Most drivers either love or hate roundabouts. Either way, the roundabout is becoming a more commonplace intersection design around the country due to proven safety advantages. National road safety organizations, such as the Federal Highway Administration (FHWA), support roundabouts as a safer alternative to conventional intersections. Roundabouts are circular intersections rather than typical cross intersections. Their unique features can improve the flow of traffic and help prevent some of the deadliest types of car accidents, including head-on collisions and T-bone crashes.
Roundabout Safety Facts
The key elements of a roundabout are a consistent counterclockwise flow of traffic, yield control and low speeds. Unlike a standard intersection, vehicles can enter a roundabout from all sides simultaneously, as long as it is safe to enter the roundabout. This can improve the flow of traffic and prevent buildups at busy times of day. Yield control gives drivers the power to decide when it is safe to enter the roundabout. A roundabout also forces drivers to reduce their speeds, decreasing the risks of high-speed collisions such as those that can occur at traditional intersections.
- Slower speeds
- Fewer opportunities for serious collisions
- No red-light runners
- No head-on collisions
- Fewer impact points
- Fewer rear-end collisions and fender benders
- Better pedestrian visibility
About 25% of all traffic deaths in the U.S. happen at intersections. Roundabouts have proven benefits over intersections in safety of design. The FHWA reports roundabouts reduce injury and fatal crashes by 78% to 82% compared to conventional intersections. A typical intersection has 32 conflict points, compared to only 8 at a roundabout. The eight remaining are all same-direction conflict points, exposing drivers to minor collisions such as sideswipes instead of deadly head-on accidents. Fewer and less dangerous conflict points mean roundabouts are safer than intersections in general.
How to Properly Use a Roundabout
If you are a driver who feels uncomfortable or confused when encountering a roundabout, you are not alone. These relatively new intersection designs are not as common as traditional intersections. They can improve roadway safety in a community, however, as well as reduce your odds of getting into a fatal accident. Learn how to properly drive through a roundabout to increase your safety and the safety of those around you.
- Yield to vehicles in both lanes of the roundabout, not just the closest lane to you.
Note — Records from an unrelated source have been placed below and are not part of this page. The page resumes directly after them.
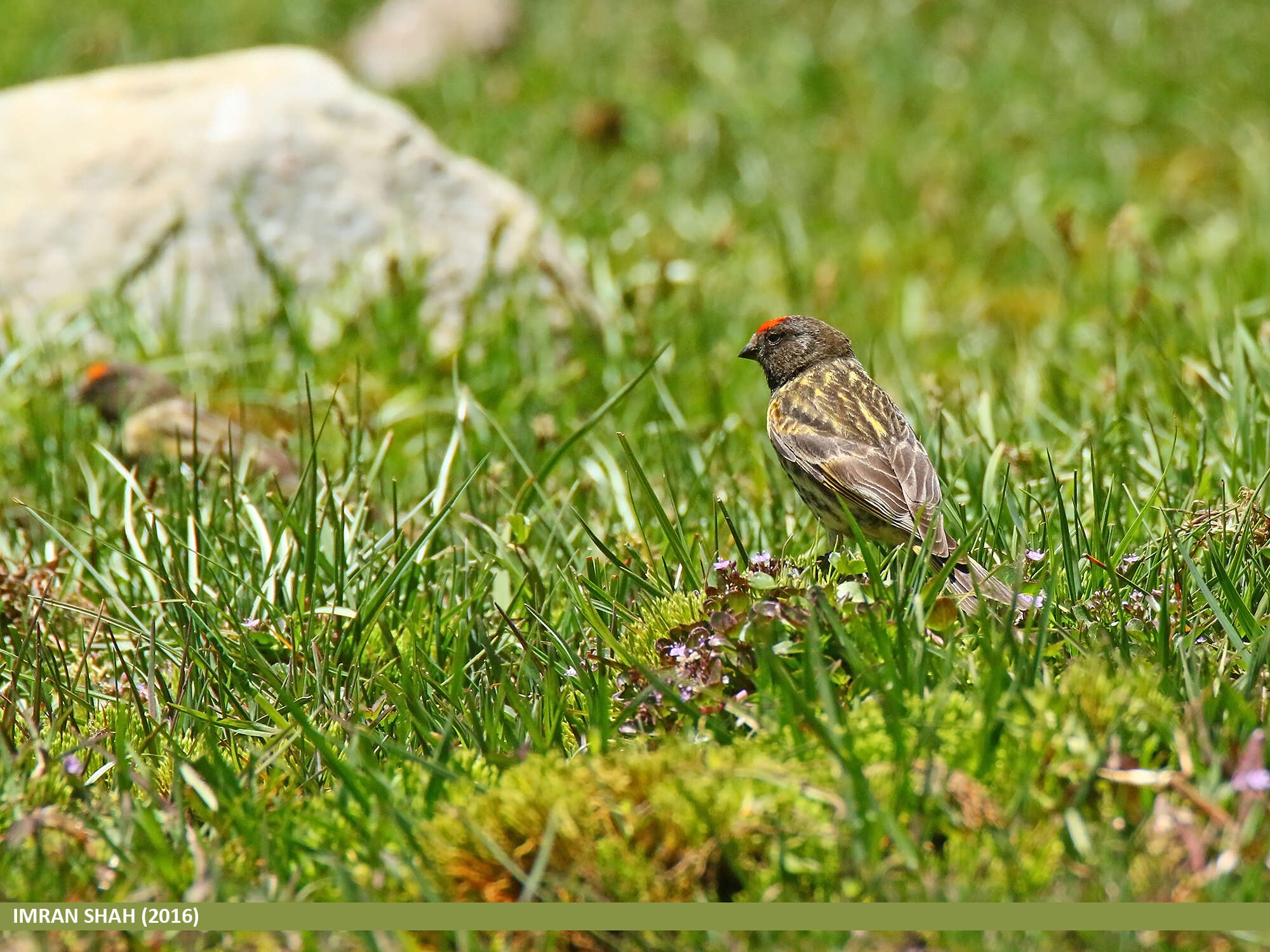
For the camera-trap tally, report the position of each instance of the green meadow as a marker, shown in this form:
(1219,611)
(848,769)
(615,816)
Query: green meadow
(547,620)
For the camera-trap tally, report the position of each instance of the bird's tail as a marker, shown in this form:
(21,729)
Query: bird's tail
(968,574)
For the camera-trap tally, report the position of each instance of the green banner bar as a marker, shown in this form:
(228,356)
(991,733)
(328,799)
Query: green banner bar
(689,917)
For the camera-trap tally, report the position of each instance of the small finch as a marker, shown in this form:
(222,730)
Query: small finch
(158,421)
(844,444)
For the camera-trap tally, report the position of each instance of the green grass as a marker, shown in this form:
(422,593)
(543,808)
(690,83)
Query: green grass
(1048,234)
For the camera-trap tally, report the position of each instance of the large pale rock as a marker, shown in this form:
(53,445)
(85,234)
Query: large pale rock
(406,41)
(140,180)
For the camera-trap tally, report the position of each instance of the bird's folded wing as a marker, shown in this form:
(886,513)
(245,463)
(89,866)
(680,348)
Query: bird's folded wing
(887,474)
(173,428)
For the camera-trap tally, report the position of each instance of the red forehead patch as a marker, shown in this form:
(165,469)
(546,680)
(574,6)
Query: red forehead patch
(96,371)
Vehicles in the inside lane may still exit.
- Choose your lane before entering a roundabout. Look at signs and road markings to figure out the correct lane for you.
- Reduce your speed to at or below the posted limit. Slow down when approaching a roundabout, while in a roundabout and when exiting a roundabout.
- Yield to traffic on your left. Traffic in a roundabout has the right-of-way. This traffic moves in a counterclockwise direction, so look to your left to watch for oncoming vehicles.
- Yield to pedestrians. Roundabouts have pedestrian crosswalks like other intersections, usually across the roads leading up to the traffic circle. You must always yield to crossing pedestrians before a roundabout.
- Never pass while in a roundabout. Passing other vehicles while in a roundabout could lead to risks such as speeding, unsafe merges or cutting other drivers off.
If in doubt in a roundabout, take it slow. Take your time, read all relevant roadway signs, yield to drivers already in the roundabout and pull out only when it is safe to do so. Do not let other drivers pressure you into making a dangerous decision. Drive slowly and carefully in the correct lane of the roundabout until it is your turn to exit. If you miss your exit, do not try to cross multiple lanes quickly. Continue in the inside lane of the roundabout until you reach the exit again. Properly using a roundabout can protect you from collisions.